Viele Interessierte sind zur Ausstellung gekommen, aber nicht alle möchten gleich mit den Spinnen auf Tuchfühlung gehen. Durch das sichere Glas der Terrarien können diese Besucher die Vogelspinnen verschiedener Arten eingehend betrachten. Da gibt es die Goldknievogelspinne, die laut Infotafel „eine sehr pflegeleichte Vogelspinne“ und „relativ friedlich“ ist. Die Rote Usambara-Vogelspinne dagegen „wird oft als aggressiv bezeichnet.“ Im Moment zeigt sich das Tier aber nicht, sondern verschwindet hinter einem klebrigen Vorhang aus dichten Spinnweben im Terrarium. In anderen Terrarien scheinen zunächst zwei Spinnen zu sitzen – bei genauerem Hinsehen handelt es sich jedoch nur um die verlassene Haut, denn Vogelspinnen häuten sich in regelmäßigen Abständen.

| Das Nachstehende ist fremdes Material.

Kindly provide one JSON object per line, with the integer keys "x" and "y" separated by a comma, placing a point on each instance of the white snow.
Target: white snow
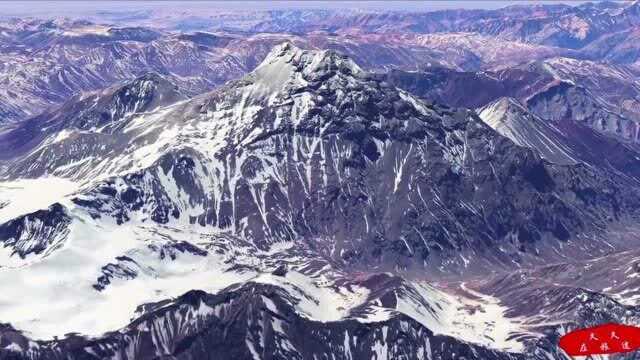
{"x": 25, "y": 196}
{"x": 480, "y": 321}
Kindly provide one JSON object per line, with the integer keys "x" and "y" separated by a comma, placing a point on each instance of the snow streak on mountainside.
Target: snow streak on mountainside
{"x": 284, "y": 196}
{"x": 314, "y": 184}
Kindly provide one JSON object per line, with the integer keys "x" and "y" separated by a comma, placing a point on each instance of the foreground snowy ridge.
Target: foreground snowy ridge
{"x": 269, "y": 196}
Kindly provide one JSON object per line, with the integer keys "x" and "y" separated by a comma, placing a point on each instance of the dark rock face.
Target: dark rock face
{"x": 312, "y": 151}
{"x": 254, "y": 320}
{"x": 385, "y": 178}
{"x": 37, "y": 233}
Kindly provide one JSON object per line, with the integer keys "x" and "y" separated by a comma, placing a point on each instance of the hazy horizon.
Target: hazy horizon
{"x": 79, "y": 8}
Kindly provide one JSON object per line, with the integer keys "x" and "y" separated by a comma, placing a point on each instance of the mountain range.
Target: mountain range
{"x": 445, "y": 185}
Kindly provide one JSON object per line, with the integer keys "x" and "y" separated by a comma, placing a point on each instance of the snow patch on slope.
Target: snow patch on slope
{"x": 25, "y": 196}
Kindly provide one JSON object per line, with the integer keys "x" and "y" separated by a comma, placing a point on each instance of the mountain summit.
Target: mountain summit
{"x": 289, "y": 194}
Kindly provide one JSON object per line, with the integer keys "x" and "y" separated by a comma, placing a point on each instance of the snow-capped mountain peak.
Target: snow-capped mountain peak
{"x": 510, "y": 118}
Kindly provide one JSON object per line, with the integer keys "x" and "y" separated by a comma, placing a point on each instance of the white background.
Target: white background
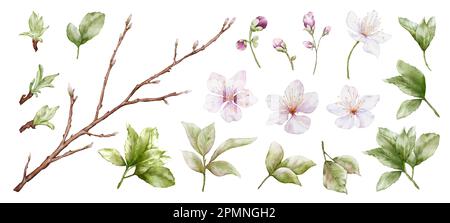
{"x": 86, "y": 177}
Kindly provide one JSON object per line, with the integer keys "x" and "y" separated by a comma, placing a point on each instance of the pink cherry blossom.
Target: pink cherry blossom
{"x": 229, "y": 96}
{"x": 288, "y": 108}
{"x": 354, "y": 111}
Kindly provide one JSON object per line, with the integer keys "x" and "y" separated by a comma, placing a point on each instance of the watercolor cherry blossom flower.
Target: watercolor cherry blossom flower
{"x": 288, "y": 108}
{"x": 367, "y": 31}
{"x": 229, "y": 96}
{"x": 354, "y": 111}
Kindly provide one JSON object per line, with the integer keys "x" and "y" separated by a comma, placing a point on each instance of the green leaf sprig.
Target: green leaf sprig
{"x": 142, "y": 157}
{"x": 38, "y": 83}
{"x": 397, "y": 150}
{"x": 202, "y": 140}
{"x": 37, "y": 29}
{"x": 90, "y": 26}
{"x": 335, "y": 171}
{"x": 411, "y": 81}
{"x": 423, "y": 33}
{"x": 287, "y": 170}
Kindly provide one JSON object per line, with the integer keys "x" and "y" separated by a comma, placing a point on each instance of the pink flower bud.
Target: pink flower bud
{"x": 259, "y": 23}
{"x": 326, "y": 30}
{"x": 241, "y": 44}
{"x": 309, "y": 22}
{"x": 308, "y": 44}
{"x": 279, "y": 45}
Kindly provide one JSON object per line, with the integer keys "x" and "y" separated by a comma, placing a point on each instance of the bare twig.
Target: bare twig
{"x": 70, "y": 152}
{"x": 127, "y": 101}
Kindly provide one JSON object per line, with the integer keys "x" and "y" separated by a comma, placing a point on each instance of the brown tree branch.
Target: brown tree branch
{"x": 127, "y": 101}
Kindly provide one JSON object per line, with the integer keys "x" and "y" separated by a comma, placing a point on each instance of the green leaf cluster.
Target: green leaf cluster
{"x": 142, "y": 157}
{"x": 287, "y": 170}
{"x": 41, "y": 81}
{"x": 397, "y": 150}
{"x": 411, "y": 81}
{"x": 335, "y": 171}
{"x": 423, "y": 33}
{"x": 89, "y": 27}
{"x": 44, "y": 115}
{"x": 202, "y": 140}
{"x": 37, "y": 28}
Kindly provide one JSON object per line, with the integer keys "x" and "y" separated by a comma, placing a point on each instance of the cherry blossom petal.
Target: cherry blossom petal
{"x": 237, "y": 82}
{"x": 275, "y": 103}
{"x": 309, "y": 102}
{"x": 337, "y": 109}
{"x": 368, "y": 101}
{"x": 349, "y": 96}
{"x": 380, "y": 37}
{"x": 216, "y": 83}
{"x": 346, "y": 122}
{"x": 231, "y": 112}
{"x": 245, "y": 98}
{"x": 294, "y": 93}
{"x": 353, "y": 22}
{"x": 297, "y": 124}
{"x": 213, "y": 103}
{"x": 371, "y": 46}
{"x": 278, "y": 118}
{"x": 365, "y": 118}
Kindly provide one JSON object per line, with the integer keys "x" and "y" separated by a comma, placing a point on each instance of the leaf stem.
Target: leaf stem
{"x": 348, "y": 59}
{"x": 263, "y": 181}
{"x": 251, "y": 48}
{"x": 123, "y": 177}
{"x": 425, "y": 59}
{"x": 411, "y": 179}
{"x": 432, "y": 108}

„Solange ich die Spinnen nicht anfassen muss, ist alles gut“, sagt Besucherin Silke Krüger. Ihre kleine Tochter Doreen hat keine Angst vor den Spinnen. Am besten hat ihr die größte Spinne der Welt gefallen, die Vogelspinne Theraphosa Blondi. „Die ist so groß“, sagt Doreen und hält ihre Hände etwa 30 Zentimeter weit auseinander. Doch nicht nur Vogelspinnen gibt es zu sehen, Freunde von harmloseren Tieren können schillernde Schmetterlinge in Vitrinen betrachten oder sich ungewöhnliche Arten wie den bunten Musikantenkrebs genauer anschauen.

Viele Kinder trauen sich

„Bitte gehen Sie alle ein, zwei Schritte zurück“, fordert Neigert die Besucher auf, bevor der Streichelzoo in die nächste Runde geht und er die Vogelspinne aus einer Box holt. „Selbst wenn jemand gebissen wird, muss er keine Angst haben“, beruhigt Neigert. Ein Spinnenbiss sei zwar achtmal so schmerzhaft wie ein Wespenstich, aber nicht gefährlich. In den viereinhalb Jahren, die er jetzt schon mit seiner Ausstellung unterwegs ist, habe er über 1000 Besuchern eine Vogelspinne auf die Hand oder sogar ins Gesicht gesetzt und kein einziger sei gebissen worden. Viele Kinder trauen sich und halten ganz still, während die Spinne über die Hand krabbelt oder reglos dasitzt. „Es hat nur ein bisschen gepikst“, erzählt Lorenz Wendland. Auch Doreen Krüger und ihre Mutter sitzen Neigert jetzt erwartungsvoll gegenüber. Silke Krüger scheint ihre Meinung geändert zu haben – auch wenn man eine Vogelspinne anfassen muss, ist alles gut. Sie lacht, als Neigert ihr das Tier auf die Hand setzt.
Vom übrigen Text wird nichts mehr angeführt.